Le salon de l’agriculture, théâtre de guignols ?
Il y a ceux qui s’y sentent bien et les autres. Nous sommes en 1972, Jacques Chirac vient d’être nommé ministre de l’agriculture et il effectue sa visite du salon sous les acclamations des agriculteurs. Devenu premier ministre puis Président de la République, il reste un habitué de cette « grande messe agricole » et revendique sa proximité avec la FNSEA (Fédération nationale des syndicats d'exploitants agricoles) au point de nommer lors de la première cohabitation, l'un de ses dirigeants comme ministre de l'Agriculture.

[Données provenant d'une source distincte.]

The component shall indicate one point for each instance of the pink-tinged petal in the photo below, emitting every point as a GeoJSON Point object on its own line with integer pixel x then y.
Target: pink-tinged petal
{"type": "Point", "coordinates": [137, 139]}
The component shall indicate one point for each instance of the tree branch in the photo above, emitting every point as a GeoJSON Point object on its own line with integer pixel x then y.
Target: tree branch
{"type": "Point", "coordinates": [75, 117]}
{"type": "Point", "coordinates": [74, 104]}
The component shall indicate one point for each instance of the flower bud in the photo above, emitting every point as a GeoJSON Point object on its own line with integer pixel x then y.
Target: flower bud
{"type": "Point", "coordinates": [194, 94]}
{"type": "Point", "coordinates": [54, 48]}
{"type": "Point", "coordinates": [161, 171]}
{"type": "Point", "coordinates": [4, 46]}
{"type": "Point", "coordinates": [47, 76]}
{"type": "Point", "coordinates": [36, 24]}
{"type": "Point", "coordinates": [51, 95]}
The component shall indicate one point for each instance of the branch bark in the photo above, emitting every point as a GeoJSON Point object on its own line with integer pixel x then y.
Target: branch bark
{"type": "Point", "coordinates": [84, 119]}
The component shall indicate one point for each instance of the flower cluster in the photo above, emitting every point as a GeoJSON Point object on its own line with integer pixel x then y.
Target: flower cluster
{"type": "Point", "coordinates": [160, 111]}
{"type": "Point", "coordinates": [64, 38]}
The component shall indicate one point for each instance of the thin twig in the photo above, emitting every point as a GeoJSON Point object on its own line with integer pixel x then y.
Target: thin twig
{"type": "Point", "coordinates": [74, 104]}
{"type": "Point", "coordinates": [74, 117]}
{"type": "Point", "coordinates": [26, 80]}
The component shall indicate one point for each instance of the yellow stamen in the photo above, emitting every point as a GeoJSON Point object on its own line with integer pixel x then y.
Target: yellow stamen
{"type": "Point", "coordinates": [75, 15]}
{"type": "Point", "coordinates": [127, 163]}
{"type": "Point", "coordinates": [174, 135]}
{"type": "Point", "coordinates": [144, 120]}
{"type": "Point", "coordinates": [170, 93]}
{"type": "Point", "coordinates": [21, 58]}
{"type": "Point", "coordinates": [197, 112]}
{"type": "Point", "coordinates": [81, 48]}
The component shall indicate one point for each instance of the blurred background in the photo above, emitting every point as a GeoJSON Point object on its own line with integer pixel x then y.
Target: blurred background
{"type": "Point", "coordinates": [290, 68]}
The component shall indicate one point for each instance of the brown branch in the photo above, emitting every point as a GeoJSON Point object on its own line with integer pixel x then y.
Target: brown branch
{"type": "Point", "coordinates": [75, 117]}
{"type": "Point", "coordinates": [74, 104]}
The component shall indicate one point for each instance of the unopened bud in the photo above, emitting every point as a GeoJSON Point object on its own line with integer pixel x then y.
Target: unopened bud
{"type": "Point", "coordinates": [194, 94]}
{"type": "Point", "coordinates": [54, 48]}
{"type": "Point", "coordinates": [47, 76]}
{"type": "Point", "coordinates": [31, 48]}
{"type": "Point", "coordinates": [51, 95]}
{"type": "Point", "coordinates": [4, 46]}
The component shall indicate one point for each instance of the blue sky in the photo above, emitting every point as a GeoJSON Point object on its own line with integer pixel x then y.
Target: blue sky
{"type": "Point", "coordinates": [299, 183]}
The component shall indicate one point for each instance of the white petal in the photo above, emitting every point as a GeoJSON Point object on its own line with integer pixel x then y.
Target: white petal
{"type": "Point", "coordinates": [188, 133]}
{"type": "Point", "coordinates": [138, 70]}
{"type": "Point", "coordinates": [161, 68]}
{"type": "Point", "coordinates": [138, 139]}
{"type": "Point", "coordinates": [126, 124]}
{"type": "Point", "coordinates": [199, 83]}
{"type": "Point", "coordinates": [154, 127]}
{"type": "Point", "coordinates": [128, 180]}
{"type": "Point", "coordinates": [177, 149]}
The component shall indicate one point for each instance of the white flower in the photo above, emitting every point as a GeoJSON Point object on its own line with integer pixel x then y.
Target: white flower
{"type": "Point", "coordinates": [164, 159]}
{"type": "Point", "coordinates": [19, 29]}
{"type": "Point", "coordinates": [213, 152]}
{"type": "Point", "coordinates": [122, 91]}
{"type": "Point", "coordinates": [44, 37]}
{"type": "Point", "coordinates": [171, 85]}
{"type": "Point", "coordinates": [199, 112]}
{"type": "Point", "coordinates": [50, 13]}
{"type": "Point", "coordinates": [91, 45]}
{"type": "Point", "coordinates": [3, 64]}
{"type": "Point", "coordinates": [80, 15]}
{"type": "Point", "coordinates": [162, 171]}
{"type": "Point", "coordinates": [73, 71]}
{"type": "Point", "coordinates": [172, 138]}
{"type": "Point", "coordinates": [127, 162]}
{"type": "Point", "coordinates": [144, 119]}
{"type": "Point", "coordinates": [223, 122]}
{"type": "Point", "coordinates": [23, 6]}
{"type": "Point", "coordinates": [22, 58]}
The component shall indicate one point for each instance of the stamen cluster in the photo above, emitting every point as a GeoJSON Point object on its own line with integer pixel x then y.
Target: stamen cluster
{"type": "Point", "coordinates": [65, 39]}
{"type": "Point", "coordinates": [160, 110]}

Orphelins du Président corrézien et du dialogue direct avec le sommet de l’État, le monde paysan n’aura pas la même bienveillance à l’égard de ministres contestés. En 1999, Dominique Voynet alors ministre de l’Environnement est insultée. Lionel Jospin, premier ministre en 2001, est lui aussi largement sifflé et reçoit même des œufs. Déjà en 1982 Édith Cresson, alors ministre de l’Agriculture se retrouve bousculée et confesse y aller « par devoir, et pas par plaisir ».
La première visite de François Hollande en tant que Président de la République ne se déroulera pas mieux. Mais au salon de l'agriculture l'hostilité peut aussi venir des visiteurs. Nicolas Sarkozy, repoussé par un visiteur, lâchera son célèbre « Casse-toi pauvre con » qui le poursuivra durant tout son quinquennat. « Dans la mesure où vous insultez un visiteur durant le salon, vous vous en prenez symboliquement à l’ensemble des Français » observe l’historien Jean Garrigues.
José Bové : « Marine le Pen a su dire aux agriculteurs ce qu’ils avaient envie d’entendre »
L'arrivée d'une "bête politique"
Aujourd’hui en proie à des crises environnementales et sanitaires successives, et lassés d’être réduits au rôle de figurants, l'hostilité des agriculteurs a gagné du terrain.
Au moment où les partis politiques perdent la confiance des agriculteurs, une autre « bête politique » trace son sillon : Marine Le Pen. Année après année, la présidente du rassemblement national, essaye de s’imposer comme l’avocate d'un monde rural qui conteste de plus en plus la politique agricole commune. Un mouvement qui s'observe dès 2002, date à partir de laquelle une partie de l’électorat agricole bascule de la droite « chiraquienne », à laquelle il était profondément attaché, à une droite plus extrême. « Marine le Pen a su dire aux agriculteurs ce qu’ils avaient envie d’entendre » reconnaît José Bové, fondateur du syndicat Confédération paysanne.
« Avec elle, c’est du cinéma : elle ne connaît pas un animal et ce n’est pas un problème » tranche Bernard Martin. Chargé du protocole du salon jusqu’en 2016, il confesse être « tombé des nues » face à l’adhésion des agriculteurs à ce discours.
En y consacrant toujours plus de temps, Emmanuel Macron tente à son tour de rétablir le dialogue avec les paysans, avec un enjeu de taille : montrer qu'il n’est pas seulement le Président des urbains et qu’il sait s’adresser au monde agricole.